March 11th 2:10 p.m. – 2:55 p.m.

Description

Why does “top” show that your Python process uses 110 MB of virtual memory but has a resident set size of 9 MB? Does it consume more memory to spawn several interpreters, or to run one Python and have it fork() further workers? What is an “undefined symbol,” anyway? Learn about how an operating system manages memory, loads shared libraries, and what this means for Python servers and applications.

Abstract

If you have ever seen the error “Undefined symbol” when running a Python program, then you have encountered dynamic linking: a feature of modern operating systems by which they minimize program size and maximize the memory shared between processes, but that requires software to have been compiled against exactly the right version of a third party library.

This talk will tackle modern operating system memory management from the ground up, steadily building a picture of its impact on Python performance. By considering how this very limited resource is partitioned and managed by the operating system, we will arrive at very specific recommendations about how your Python program should be debugged, deployed, and monitored.

Many topics will be covered:

The invention of virtual memory. The memory space of each Python process is a fiction sustained by the operating system and processor hardware. Why is this fiction, which originated in the 1960s, necessary? What does it accomplish? How much does it cost? And which parts of your Python application are allocated to the text segment, the stack, and the heap?
Memory, caching, and swap. We will examine the hierarchy of storage media on a modern computer system, and how quickly costs grow as information moves several levels from the processor. We will contrast swap, which persists physical memory pages not currently in active use, with disk buffers by which information already on disk is brought much closer to the processor. When a machine beings thrashing, we will learn, our Python application gets clobbered.
Linking to shared libraries. To avoid the expense of recompiling large programs, programmers invented linking so that they could combine pre-compiled objects together. After looking at how symbol tables are used in static linking, we will explore what happens when linking takes place at runtime instead — and how disk space and physical memory can be saved as a result.
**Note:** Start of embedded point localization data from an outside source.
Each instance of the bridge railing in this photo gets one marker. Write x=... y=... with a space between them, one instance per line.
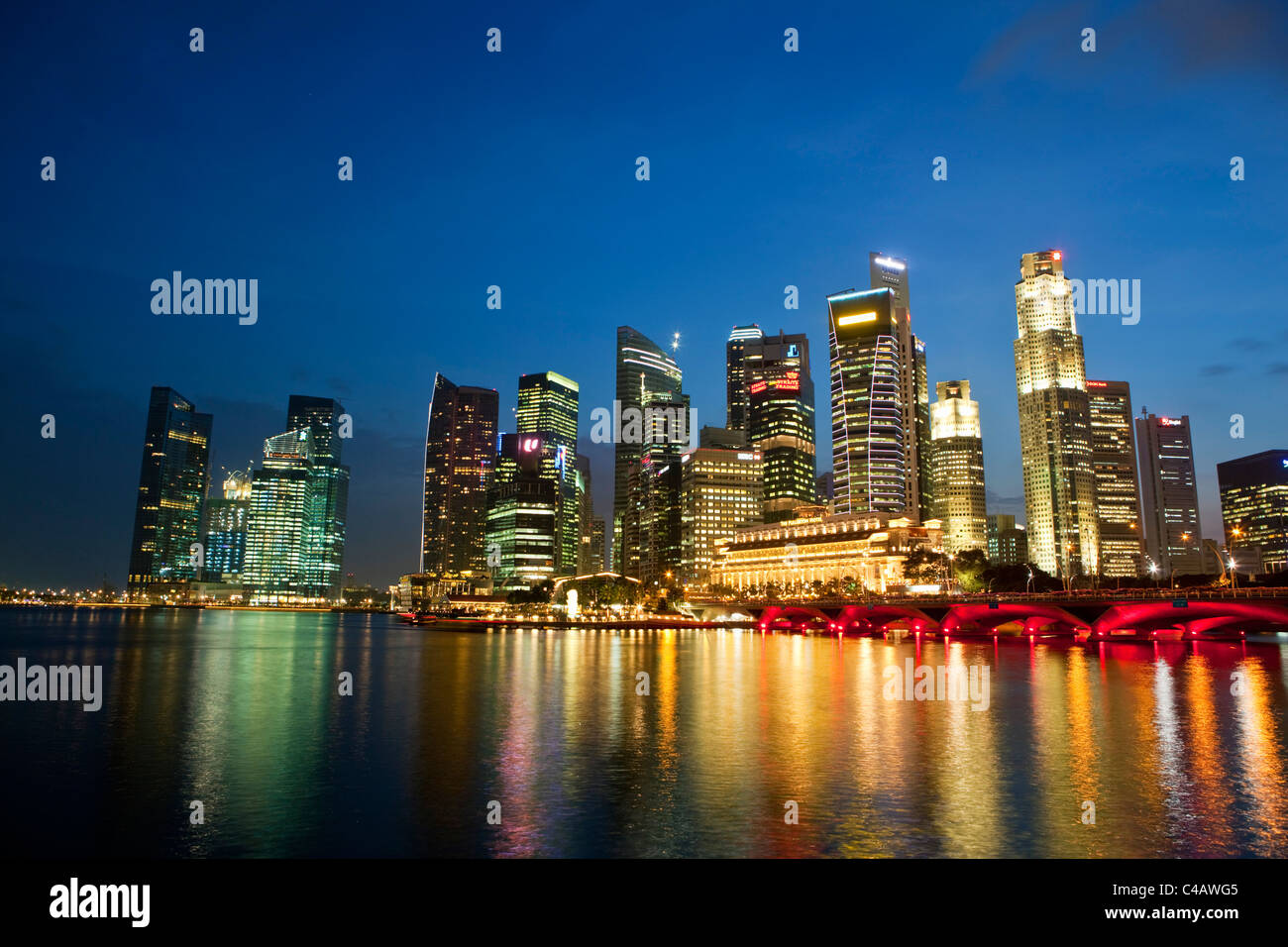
x=1078 y=595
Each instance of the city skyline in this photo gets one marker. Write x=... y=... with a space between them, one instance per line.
x=798 y=208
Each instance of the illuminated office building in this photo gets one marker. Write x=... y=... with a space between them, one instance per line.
x=781 y=420
x=870 y=436
x=735 y=375
x=1113 y=458
x=171 y=487
x=226 y=528
x=279 y=561
x=1008 y=543
x=645 y=373
x=892 y=272
x=522 y=517
x=329 y=425
x=720 y=489
x=597 y=553
x=957 y=468
x=1055 y=421
x=651 y=523
x=1170 y=497
x=548 y=406
x=868 y=549
x=1254 y=501
x=460 y=457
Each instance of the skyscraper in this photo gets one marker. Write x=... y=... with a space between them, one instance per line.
x=645 y=373
x=226 y=528
x=460 y=454
x=171 y=487
x=735 y=375
x=870 y=434
x=522 y=517
x=1254 y=509
x=1170 y=499
x=651 y=523
x=892 y=272
x=781 y=420
x=1113 y=458
x=1008 y=543
x=720 y=489
x=327 y=423
x=1055 y=421
x=282 y=523
x=957 y=468
x=548 y=406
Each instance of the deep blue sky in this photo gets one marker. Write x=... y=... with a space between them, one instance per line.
x=516 y=169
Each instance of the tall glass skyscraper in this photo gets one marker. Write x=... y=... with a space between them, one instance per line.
x=522 y=515
x=1170 y=497
x=892 y=272
x=1113 y=458
x=460 y=455
x=735 y=375
x=1254 y=502
x=227 y=518
x=548 y=406
x=645 y=375
x=870 y=432
x=279 y=561
x=781 y=420
x=957 y=468
x=1055 y=421
x=329 y=518
x=172 y=478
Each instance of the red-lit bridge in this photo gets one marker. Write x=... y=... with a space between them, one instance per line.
x=1085 y=616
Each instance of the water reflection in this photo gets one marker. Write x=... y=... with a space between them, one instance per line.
x=1180 y=748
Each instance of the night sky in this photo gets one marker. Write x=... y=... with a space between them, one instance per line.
x=518 y=169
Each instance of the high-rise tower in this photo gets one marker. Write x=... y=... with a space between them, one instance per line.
x=1113 y=458
x=171 y=487
x=1170 y=499
x=735 y=375
x=1055 y=420
x=781 y=420
x=957 y=468
x=548 y=406
x=870 y=431
x=645 y=375
x=460 y=455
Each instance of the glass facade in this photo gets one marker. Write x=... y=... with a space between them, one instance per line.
x=226 y=528
x=460 y=458
x=1170 y=497
x=1113 y=458
x=957 y=467
x=548 y=406
x=781 y=420
x=1055 y=421
x=1254 y=502
x=645 y=373
x=172 y=478
x=720 y=489
x=735 y=375
x=870 y=436
x=330 y=491
x=279 y=566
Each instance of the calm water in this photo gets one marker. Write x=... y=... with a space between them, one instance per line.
x=243 y=712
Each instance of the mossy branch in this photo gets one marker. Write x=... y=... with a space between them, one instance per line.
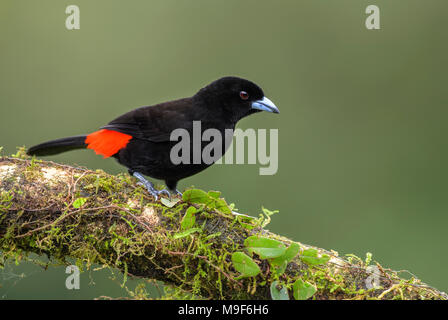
x=96 y=218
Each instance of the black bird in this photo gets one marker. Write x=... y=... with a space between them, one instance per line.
x=140 y=139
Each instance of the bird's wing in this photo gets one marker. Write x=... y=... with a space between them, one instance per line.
x=154 y=123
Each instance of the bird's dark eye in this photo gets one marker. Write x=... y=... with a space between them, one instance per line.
x=244 y=95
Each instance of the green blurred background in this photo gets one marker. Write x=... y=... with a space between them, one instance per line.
x=362 y=129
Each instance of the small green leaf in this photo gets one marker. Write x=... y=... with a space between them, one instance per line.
x=310 y=256
x=279 y=266
x=214 y=194
x=279 y=294
x=189 y=219
x=196 y=196
x=303 y=290
x=221 y=205
x=168 y=203
x=266 y=248
x=78 y=203
x=186 y=233
x=245 y=265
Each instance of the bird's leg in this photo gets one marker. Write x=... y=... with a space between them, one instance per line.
x=149 y=186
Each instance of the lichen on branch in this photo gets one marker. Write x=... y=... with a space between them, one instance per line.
x=194 y=244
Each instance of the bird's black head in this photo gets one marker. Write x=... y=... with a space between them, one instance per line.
x=235 y=97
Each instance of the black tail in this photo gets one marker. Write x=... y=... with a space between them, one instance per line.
x=58 y=146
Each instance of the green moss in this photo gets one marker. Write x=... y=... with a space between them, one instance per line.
x=119 y=226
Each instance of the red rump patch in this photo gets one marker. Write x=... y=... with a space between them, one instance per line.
x=107 y=142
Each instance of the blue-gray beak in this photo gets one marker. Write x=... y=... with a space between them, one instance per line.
x=265 y=105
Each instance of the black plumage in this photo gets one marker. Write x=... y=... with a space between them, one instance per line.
x=220 y=105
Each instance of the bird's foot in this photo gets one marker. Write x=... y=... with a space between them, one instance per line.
x=150 y=186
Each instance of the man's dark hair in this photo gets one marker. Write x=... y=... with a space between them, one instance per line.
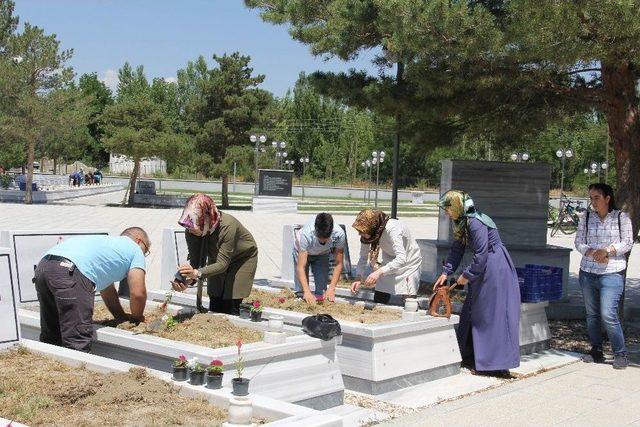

This will teach us why “dev” packages are so often necessary to compile Python extensions, and why undefined symbols result when libraries are missing, or we try to mix-and-match shared library versions.
Measuring the Memory Footprint. Stepping back to see how these pieces fit together to produce a typical Python process, we will learn how to measure its memory usage as best we can. Basic tools like “top” and the Windows Tasklist will be examined, as well as more low-level tools like the /proc filesystem and tools like ps_mem.py.
Taking Control of Compilation. What if you want to make your own decisions about what the Python interpreter does and does not include? What if you want to include a library statically to give you safety and portability, and give up the benefits of dynamic linking? We will answer these questions by looking at how Python itself, and also individual extension modules, can choose to statically link against important libraries instead of leaving them dynamic — our specific example will be my pyzmq-static package on PyPI. Finally, we will consider how forking on Linux can result in a set of Python processes with as much memory in common as possible, so long as the application is careful to generate as much shared state as possible before the fork.